American Classical Schools of Idaho (ACSI) is proud to support three member schools across Idaho, with more on the way. Each school is tuition-free and open to all Idaho students.

Member Schools: A Federalist Approach

ACSI’s relationship with member schools is informed by the philosophy of federalism. Just like humans beings are fundamentally dependent on others for the reliable provision of requirements for a comfortable life, so ACSI member schools are part of a family of schools within which key elements of support are provided by ACSI. Federalism argues that most decisions are best made at the individual or local level. Notwithstanding, for the purposes of mission accomplishment, unity of effort, and operational excellence, certain elements are best agreed upon and standardized as a group.

Thus, for ACSI, the concept of federalism rests on two main tenets:

  1. An assumption of autonomy for member schools
  2. Defined decision making authority for ACSI and member schools.
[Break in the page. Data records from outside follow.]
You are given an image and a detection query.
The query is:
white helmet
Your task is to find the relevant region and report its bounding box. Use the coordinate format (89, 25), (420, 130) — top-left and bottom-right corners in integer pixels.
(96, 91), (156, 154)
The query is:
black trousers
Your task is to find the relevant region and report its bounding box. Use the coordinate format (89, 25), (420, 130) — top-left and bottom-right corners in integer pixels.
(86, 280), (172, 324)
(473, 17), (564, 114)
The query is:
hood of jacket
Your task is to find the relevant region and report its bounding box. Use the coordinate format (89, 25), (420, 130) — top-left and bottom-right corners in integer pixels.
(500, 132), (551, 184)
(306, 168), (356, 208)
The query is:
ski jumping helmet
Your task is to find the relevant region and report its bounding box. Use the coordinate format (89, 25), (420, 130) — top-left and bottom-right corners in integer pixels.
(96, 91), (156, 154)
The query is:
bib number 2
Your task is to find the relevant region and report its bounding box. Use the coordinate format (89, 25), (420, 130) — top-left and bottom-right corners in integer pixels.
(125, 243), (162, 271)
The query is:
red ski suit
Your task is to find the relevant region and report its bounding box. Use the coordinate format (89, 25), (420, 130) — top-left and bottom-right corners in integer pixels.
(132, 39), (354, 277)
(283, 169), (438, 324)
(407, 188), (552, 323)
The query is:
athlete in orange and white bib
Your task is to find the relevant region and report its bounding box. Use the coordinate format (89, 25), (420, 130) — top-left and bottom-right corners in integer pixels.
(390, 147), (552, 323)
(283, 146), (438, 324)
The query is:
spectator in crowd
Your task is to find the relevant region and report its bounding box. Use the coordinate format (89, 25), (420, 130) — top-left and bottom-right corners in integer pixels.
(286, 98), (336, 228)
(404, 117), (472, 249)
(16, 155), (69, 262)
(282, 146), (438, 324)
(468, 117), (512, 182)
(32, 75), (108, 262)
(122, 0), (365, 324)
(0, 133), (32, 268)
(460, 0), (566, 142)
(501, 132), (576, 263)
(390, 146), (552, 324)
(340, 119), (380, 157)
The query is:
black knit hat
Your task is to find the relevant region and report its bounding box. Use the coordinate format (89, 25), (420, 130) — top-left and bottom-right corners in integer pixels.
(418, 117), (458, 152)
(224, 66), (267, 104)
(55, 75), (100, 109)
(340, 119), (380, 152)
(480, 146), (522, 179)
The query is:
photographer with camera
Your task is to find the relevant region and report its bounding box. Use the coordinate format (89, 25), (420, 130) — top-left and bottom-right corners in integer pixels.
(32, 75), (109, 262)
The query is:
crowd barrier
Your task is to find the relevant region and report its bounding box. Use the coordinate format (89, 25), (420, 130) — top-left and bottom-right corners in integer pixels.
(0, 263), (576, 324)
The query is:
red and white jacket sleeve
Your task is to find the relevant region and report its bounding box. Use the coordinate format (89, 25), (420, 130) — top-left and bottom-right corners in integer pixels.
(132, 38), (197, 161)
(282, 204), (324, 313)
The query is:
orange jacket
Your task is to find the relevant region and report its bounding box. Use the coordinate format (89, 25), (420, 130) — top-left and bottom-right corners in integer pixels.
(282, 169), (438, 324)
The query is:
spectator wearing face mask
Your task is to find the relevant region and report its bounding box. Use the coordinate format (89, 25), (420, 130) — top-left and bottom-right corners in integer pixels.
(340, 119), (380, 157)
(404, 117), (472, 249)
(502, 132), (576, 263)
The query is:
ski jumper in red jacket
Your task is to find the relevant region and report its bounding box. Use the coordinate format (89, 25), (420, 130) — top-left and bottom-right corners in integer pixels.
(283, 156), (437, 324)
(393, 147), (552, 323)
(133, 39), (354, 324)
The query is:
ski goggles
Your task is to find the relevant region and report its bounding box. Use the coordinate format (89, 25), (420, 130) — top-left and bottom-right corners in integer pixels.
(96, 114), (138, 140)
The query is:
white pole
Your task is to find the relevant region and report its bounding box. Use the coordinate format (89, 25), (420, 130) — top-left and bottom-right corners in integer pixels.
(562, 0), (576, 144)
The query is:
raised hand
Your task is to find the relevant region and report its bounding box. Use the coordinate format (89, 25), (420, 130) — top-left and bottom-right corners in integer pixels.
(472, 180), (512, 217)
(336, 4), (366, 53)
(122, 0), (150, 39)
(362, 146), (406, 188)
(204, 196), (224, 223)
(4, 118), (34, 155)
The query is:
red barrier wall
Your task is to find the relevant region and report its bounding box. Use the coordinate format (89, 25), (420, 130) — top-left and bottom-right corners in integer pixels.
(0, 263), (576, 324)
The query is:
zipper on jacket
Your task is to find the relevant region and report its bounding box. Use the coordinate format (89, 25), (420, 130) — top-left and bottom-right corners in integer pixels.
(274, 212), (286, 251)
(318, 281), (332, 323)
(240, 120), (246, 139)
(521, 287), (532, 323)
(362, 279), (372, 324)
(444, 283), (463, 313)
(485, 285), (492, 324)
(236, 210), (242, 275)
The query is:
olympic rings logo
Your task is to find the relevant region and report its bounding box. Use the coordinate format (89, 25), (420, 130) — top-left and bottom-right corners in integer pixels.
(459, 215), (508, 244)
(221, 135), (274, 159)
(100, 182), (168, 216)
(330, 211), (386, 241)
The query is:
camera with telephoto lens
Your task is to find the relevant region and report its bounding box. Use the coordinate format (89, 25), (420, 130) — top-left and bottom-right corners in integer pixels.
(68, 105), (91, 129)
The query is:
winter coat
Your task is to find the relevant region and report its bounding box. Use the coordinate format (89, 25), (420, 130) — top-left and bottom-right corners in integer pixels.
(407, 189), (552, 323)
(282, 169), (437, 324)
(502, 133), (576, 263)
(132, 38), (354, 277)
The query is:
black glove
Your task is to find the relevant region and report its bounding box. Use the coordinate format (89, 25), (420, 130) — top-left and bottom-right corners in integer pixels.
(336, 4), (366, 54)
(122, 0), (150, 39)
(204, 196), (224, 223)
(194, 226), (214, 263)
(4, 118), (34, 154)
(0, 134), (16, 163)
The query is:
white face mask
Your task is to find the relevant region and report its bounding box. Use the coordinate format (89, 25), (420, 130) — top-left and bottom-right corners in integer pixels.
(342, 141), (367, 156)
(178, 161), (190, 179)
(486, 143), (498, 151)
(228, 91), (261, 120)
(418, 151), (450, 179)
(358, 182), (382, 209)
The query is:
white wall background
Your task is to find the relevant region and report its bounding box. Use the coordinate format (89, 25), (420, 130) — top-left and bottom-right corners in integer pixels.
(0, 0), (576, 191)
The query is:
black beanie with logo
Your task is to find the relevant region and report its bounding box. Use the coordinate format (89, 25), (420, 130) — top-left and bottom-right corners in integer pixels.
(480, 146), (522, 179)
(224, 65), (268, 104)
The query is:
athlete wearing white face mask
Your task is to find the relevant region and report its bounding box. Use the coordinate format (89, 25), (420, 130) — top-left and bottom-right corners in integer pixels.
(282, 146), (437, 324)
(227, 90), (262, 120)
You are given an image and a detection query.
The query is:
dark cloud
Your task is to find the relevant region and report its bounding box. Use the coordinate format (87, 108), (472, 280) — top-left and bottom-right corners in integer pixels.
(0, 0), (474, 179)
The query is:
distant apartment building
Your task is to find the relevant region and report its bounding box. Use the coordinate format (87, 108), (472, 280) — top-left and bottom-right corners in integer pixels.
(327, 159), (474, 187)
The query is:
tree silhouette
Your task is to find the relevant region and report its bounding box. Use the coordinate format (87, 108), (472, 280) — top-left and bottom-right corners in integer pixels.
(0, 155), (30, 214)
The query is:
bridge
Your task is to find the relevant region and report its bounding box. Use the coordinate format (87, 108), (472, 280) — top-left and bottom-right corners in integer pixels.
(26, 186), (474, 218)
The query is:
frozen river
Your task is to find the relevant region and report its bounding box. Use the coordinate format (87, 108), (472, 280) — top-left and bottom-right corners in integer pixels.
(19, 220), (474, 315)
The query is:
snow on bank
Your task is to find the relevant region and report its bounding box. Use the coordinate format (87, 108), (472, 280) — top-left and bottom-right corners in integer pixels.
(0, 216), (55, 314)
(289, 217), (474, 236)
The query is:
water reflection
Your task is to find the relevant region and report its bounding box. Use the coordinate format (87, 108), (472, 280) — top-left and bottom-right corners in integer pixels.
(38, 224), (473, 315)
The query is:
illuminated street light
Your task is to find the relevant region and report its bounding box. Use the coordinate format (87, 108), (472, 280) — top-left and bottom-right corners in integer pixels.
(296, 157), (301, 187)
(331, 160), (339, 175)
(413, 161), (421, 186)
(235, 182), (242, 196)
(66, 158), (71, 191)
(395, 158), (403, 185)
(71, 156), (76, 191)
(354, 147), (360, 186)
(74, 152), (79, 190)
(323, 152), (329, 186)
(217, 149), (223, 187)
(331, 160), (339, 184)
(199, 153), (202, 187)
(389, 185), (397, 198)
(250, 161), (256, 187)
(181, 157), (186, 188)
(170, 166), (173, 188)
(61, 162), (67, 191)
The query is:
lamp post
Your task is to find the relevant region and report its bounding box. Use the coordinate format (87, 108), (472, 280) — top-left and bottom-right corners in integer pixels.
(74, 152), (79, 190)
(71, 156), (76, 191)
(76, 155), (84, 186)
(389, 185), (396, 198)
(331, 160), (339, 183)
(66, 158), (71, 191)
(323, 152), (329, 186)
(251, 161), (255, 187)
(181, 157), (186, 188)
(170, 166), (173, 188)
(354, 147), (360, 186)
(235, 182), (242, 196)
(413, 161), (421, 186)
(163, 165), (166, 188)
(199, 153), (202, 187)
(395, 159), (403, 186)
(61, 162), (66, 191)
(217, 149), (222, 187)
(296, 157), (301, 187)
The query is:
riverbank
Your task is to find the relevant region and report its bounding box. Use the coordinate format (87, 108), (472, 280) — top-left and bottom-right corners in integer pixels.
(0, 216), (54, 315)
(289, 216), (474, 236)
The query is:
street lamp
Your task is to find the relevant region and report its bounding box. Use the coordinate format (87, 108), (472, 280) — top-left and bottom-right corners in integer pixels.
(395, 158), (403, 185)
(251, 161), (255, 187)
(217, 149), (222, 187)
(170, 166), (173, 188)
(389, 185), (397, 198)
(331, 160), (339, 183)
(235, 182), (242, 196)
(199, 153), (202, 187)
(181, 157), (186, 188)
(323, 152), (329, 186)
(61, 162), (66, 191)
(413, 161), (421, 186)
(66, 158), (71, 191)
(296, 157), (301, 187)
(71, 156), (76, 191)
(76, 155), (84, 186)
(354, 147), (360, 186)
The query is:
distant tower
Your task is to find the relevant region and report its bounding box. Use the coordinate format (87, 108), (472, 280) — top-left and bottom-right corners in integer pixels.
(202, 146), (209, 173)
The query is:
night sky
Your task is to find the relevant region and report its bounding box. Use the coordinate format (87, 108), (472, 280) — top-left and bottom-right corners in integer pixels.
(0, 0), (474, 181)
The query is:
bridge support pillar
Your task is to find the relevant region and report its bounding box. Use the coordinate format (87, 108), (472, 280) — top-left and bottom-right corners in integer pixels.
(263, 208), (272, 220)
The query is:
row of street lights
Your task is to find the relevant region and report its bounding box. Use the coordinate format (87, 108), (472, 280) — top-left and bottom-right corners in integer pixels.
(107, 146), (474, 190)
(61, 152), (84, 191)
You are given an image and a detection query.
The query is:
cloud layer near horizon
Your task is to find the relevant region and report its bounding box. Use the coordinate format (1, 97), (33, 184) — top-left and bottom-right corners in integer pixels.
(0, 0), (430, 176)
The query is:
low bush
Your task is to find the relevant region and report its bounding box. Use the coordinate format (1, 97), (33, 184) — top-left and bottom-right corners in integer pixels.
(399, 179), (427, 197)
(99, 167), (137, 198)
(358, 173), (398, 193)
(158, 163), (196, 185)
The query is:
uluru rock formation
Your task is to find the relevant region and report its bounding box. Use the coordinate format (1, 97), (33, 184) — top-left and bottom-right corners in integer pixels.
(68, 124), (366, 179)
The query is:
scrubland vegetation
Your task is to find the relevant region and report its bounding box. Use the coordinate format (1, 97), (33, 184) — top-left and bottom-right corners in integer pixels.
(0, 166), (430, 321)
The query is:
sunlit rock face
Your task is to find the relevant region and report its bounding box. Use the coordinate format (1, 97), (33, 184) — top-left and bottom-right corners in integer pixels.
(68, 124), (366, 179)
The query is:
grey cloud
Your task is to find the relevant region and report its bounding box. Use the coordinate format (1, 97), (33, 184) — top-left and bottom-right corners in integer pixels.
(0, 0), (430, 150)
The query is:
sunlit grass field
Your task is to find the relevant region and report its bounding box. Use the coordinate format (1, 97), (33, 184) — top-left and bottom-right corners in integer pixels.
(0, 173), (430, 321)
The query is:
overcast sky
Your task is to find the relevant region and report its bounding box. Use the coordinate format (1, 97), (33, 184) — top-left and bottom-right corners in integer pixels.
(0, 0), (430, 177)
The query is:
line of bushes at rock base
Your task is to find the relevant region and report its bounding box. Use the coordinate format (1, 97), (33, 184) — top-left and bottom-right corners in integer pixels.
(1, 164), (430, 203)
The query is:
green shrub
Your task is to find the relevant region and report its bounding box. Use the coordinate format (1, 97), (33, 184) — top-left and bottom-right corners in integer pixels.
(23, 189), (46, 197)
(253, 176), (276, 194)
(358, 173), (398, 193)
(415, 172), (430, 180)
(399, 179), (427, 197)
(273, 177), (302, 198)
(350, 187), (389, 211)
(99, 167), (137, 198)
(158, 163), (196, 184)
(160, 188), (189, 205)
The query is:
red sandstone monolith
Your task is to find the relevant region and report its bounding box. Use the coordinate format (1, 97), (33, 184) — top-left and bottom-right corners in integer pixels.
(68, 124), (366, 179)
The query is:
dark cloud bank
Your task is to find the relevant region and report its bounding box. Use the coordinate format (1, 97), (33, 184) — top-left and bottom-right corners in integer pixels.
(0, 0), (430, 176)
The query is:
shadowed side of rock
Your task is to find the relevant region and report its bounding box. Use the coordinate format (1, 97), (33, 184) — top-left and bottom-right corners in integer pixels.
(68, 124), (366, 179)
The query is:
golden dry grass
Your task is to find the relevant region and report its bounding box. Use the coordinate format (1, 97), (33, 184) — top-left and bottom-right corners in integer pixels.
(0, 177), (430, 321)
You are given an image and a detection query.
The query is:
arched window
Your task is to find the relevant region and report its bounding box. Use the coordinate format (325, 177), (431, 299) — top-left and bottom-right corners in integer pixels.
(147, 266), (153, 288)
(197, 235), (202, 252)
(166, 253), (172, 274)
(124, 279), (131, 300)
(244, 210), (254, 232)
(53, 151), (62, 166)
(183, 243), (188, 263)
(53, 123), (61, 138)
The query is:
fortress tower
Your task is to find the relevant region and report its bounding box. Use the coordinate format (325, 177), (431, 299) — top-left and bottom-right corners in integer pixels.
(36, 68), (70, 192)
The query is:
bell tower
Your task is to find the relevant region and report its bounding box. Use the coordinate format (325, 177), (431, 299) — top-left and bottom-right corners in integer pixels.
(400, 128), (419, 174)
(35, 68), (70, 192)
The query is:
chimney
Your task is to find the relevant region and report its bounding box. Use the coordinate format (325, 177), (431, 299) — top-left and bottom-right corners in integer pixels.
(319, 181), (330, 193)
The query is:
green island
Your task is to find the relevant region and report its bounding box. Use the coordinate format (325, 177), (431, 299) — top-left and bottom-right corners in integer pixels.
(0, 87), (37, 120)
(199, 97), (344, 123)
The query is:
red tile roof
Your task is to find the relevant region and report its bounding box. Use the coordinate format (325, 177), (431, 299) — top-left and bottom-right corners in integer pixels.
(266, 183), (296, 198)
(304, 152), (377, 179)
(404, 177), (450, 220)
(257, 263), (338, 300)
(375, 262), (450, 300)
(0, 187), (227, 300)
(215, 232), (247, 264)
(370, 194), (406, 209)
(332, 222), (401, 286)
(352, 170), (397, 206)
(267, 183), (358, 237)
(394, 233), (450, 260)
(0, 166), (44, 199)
This is not unlike the relationship between the federal government and the states as laid out in the U.S. Constitution. The constitution defines the powers allocated to the federal government—the enumerated powers—but presumes state autonomy for all other decision making. This is most clearly defined in the 10th amendment: “The powers not delegated to the United States by the Constitution, nor prohibited by it to the States, are reserved to the States respectively, or to the people.”

ACSI defines the scope of decision making authority by laying out core elements and core support services. Core elements are deemed to be essential to mission accomplishment and must be consistent among ACSI member schools. Core support services are those collaboratively planned functions that are the primary responsibility of the ACSI SSO.

ACSI schools are led by principals and their leadership teams. Principals retain decision-making authority over budgets, day-to-day operations, and hiring of employees (faculty and staff).